イップマン 序章/葉問

 ブルース・リーの師匠たるイップ・マンの伝記的( ? )映画。正編(序章)では日本軍が、続編(葉問)ではイギリス人がそれぞれ人非人として描かれている。少なからぬ日本人はこれを見て不愉快に感じるだろうが、英国人は多分映画だからと全く無視するだろう。このような映画にいちいち腹を立てるのも大人気ないが、実在の人物の伝記が軸だから、事実とフィクションの境目が分からないのが困りものだ。池内某という日本人俳優、どういうつもりでこの映画に出演したのか(香川照之も「鬼が来た」に出ているが)。日本の軍人が中国の武術家と対戦するなどというありえない話に、ブルース・リーの師であるという自分の名誉を接続させて大丈夫なのか。何を考えているのだろう。見るほうも、多分若い観客などはこれを格闘ゲームの実写版であるかのように見做して享楽しているだけなのだろうというのも情けない話ではある。ナタを持った10人を相手にできる人間が、相手が西洋人ボクサーとなるとにわかに弱くなって打ちのめされてしまうのはどういうわけだ。ハナシを盛り上げる為にそんな無理な構成にした映画に、再度言うが、ブルース・リーの師であるという名誉をつなげて大丈夫なのか。これではブルース・リーもボクサーと対戦すれば一発でノされてしまう、と言っているようなものだ。
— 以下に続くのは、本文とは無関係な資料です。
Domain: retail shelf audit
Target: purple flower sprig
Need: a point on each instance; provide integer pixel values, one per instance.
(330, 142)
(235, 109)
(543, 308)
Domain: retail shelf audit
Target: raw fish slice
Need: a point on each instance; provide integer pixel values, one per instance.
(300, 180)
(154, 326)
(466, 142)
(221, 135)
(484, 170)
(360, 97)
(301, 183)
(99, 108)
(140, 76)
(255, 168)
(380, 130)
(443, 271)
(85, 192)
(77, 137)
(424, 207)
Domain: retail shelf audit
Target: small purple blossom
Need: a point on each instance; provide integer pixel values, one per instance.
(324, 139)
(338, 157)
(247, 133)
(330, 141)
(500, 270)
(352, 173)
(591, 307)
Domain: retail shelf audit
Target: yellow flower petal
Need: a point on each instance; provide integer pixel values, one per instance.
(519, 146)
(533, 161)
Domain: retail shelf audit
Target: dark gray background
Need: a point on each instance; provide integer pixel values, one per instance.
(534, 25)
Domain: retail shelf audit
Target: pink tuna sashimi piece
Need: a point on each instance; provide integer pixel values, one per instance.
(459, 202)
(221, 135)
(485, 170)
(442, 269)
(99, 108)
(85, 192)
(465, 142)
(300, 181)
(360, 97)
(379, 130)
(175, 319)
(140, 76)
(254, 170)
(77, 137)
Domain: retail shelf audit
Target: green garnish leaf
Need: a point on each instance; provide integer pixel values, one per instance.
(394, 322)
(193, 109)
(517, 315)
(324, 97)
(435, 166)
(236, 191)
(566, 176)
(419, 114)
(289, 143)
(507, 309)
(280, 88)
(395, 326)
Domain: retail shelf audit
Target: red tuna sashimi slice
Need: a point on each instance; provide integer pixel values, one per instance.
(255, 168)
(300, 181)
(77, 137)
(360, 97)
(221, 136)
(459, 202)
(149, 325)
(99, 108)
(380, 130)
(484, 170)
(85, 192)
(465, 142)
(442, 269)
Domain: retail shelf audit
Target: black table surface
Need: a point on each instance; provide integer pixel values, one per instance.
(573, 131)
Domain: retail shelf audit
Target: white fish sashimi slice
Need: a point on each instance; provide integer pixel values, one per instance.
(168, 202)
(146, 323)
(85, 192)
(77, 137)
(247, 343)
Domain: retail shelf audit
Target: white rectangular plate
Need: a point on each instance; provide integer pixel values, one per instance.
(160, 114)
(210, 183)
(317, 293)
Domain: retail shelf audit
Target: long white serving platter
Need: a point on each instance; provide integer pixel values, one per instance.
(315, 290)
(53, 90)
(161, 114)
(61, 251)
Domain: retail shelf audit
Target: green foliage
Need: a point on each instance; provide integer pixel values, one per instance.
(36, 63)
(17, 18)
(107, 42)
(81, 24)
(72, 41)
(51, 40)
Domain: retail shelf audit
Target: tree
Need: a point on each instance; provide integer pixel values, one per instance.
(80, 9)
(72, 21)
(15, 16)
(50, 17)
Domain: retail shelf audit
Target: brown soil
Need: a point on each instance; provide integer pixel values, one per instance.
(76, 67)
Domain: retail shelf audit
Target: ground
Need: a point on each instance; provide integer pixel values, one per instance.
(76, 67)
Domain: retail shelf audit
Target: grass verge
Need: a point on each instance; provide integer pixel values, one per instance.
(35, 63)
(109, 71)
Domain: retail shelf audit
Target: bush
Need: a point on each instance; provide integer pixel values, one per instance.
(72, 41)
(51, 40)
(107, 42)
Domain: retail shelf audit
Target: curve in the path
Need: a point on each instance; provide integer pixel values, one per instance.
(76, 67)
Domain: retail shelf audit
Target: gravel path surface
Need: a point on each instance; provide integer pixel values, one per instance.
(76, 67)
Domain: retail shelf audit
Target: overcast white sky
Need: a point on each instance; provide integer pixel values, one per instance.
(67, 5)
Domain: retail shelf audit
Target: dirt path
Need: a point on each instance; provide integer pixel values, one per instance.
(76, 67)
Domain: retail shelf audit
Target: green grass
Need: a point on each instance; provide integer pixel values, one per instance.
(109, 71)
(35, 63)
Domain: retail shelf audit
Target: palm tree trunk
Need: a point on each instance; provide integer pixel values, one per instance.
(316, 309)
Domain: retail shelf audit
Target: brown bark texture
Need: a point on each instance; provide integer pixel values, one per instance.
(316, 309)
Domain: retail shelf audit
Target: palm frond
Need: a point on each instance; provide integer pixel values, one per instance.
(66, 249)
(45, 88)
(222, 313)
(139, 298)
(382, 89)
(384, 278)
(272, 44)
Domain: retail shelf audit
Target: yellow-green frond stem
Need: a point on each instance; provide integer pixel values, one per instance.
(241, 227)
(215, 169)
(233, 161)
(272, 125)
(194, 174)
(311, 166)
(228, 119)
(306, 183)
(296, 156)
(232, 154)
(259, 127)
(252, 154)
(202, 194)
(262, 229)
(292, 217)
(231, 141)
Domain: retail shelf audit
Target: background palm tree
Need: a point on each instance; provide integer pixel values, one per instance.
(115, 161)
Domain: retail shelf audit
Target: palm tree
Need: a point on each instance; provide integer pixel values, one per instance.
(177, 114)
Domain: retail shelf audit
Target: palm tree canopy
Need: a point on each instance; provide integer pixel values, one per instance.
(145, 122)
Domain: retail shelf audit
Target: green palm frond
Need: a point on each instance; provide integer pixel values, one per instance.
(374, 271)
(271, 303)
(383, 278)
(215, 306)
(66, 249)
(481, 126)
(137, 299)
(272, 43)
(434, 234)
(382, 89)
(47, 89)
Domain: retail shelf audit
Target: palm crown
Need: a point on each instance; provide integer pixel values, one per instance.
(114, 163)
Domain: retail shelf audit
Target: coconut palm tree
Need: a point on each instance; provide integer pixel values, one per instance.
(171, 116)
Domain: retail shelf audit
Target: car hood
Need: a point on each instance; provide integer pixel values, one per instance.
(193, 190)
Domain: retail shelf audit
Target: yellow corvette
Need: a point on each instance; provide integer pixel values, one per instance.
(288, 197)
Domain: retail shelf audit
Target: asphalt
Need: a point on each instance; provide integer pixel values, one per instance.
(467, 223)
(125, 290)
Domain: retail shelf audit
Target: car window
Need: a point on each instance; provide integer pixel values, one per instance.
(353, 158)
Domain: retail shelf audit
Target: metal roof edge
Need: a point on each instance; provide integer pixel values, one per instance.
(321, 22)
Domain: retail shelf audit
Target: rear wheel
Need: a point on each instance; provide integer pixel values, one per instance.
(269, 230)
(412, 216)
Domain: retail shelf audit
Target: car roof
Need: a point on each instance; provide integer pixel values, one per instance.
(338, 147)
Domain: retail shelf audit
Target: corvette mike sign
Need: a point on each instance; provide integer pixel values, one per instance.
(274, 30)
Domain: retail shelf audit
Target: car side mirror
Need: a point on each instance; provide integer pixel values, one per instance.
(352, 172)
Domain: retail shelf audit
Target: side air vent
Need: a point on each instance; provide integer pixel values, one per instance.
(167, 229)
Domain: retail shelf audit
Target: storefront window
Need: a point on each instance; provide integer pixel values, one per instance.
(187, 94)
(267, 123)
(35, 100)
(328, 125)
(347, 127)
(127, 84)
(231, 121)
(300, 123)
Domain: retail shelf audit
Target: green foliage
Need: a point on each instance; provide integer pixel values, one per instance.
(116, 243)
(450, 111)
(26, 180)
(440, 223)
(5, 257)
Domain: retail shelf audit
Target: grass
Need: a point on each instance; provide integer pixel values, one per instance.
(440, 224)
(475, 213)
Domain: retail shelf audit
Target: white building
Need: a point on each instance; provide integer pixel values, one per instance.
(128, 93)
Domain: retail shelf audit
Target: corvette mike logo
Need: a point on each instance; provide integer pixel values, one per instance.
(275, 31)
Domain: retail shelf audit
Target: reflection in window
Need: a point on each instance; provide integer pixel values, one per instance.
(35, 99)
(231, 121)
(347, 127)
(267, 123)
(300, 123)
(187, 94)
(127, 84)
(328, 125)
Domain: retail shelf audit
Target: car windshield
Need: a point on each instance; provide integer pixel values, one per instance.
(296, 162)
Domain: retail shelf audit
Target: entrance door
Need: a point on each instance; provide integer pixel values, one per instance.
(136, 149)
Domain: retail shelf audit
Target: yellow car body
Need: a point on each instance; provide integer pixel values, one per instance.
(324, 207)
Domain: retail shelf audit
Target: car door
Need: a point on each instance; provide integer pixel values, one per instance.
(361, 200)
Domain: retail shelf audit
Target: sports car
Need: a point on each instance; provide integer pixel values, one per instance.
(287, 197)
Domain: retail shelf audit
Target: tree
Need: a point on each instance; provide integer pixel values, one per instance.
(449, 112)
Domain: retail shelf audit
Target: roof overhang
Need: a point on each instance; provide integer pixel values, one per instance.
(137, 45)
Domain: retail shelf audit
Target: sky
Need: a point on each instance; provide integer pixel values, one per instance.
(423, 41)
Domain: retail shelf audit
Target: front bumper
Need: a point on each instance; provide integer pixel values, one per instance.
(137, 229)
こちらの西洋人俳優は明らかに三流の役者ばかりそろえてあるが、彼らは別にナショナルな帰属は気にしてないだろうから、どんな映画だろうと気にしないのだろう。困った映画であるが、最大の困ったことは、イップ・マン、ドニー・イェンの顔がいいことだ。東洋人で、その存在感で西洋人を圧倒してしまう、というような俳優に私は弱い。しかし、さすがに「レジェンド・オブ・フィスト 怒りの鉄拳」という、さらなる反日アチャラカ映画を見て、ようやくこの俳優を正当にも嫌いになることが出来た。チャンドンゴンを「グッドモーニング・プレジデント」という反日映画で一発で嫌いになったのと同断。